An interesting feature was that many paintings were hung by wires so the rear of the frames could be seen, showing the sundry auctions' tags and provenance of the works.

Another recent museum is a Musuem Of Tolerance. The top three stories are of the Holocaust. The next floor down I call the "Never Again, Call BS On That" floor, about the many genocides since WWII.
Chapultepec Park is near 800-acres. Winding paths and a lake full of paddle boats, vendors lining the ways. There is a cute childrens garden made from recycled odds and ends of plastic refuse.
The castle atop a hill in the park was the home of Maximillian II and successive presidents after that.
We saw the Ballet Folklorico de Mexico at the Palacio de Belle Artes, a large baroque building. There are several museums within the Palacio. The theater stage is much deeper than in even the large USA theaters, to accommodate the many dancers and musicians. Tenth row center orchestra seats were just $60 each, and the tilt of the floor gave excellent views. The curtain is about 100 feet wide and 50 feet tall, made of stained glass, with shifting lights playing through it from behind. It lifts straight up into what must be a giant space. A solid 100 minutes of fascinating dances and music.

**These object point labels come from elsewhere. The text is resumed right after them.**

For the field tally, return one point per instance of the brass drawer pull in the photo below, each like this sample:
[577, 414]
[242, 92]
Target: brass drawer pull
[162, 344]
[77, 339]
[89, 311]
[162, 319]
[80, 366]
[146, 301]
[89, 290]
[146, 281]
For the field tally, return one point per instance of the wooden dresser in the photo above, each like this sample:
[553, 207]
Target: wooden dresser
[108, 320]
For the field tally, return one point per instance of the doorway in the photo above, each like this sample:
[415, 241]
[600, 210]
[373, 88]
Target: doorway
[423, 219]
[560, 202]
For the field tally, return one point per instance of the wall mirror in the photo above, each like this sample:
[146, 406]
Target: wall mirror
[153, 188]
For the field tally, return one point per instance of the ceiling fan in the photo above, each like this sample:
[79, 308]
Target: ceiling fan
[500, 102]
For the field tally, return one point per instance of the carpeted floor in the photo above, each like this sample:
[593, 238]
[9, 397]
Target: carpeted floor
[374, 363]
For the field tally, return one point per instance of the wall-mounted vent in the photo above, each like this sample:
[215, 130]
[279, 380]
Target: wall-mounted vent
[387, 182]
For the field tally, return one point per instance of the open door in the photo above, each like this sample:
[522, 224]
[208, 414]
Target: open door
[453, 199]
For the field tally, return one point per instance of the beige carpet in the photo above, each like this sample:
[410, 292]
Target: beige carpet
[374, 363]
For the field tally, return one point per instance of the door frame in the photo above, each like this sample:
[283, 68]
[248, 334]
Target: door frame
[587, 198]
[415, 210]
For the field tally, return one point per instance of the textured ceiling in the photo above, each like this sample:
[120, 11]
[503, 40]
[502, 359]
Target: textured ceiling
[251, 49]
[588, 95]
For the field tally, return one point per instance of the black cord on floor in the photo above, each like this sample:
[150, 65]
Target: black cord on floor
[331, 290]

The pyramids and ruins at Teotihicuan, about an hour outside Mexico City, are the third tallest in the world. The city at its peak about 1st-3rd centuries CE held up to 200,000 people, making it among the largest cities in the world at that time. I'm glad I worked out running stairs before the trip for the climbs to the tops of the temples of the sun and of the moon. This is the shorter temple of the moon .
The physical infrastructure of Mexico City is well planned and laid out, with many wide boulevards and criss-crossing streets....but for half the present population of over 10-million. Still, no real problems getting around by clean, safe taxis (using the ones called by hotels and not the ones cruising).
Of course, as in any large city, you'd want to be careful, but I encountered no feelings of threats.
There were very few from the US or Canada or Europe in Mexico City, even though it is one of the world's great cities, kept away by a bad rep for crime or pollution or simply ignorance. I don't get why tourists instead travel at high prices to the crowded US style hotels at the coastal resort cities. What a miss to not experience and immerse in the variey of cultures and rich history of Mexico. I went to the library today and took out a respected college textbook history of Mexico, as I realized although I knew much, I know little.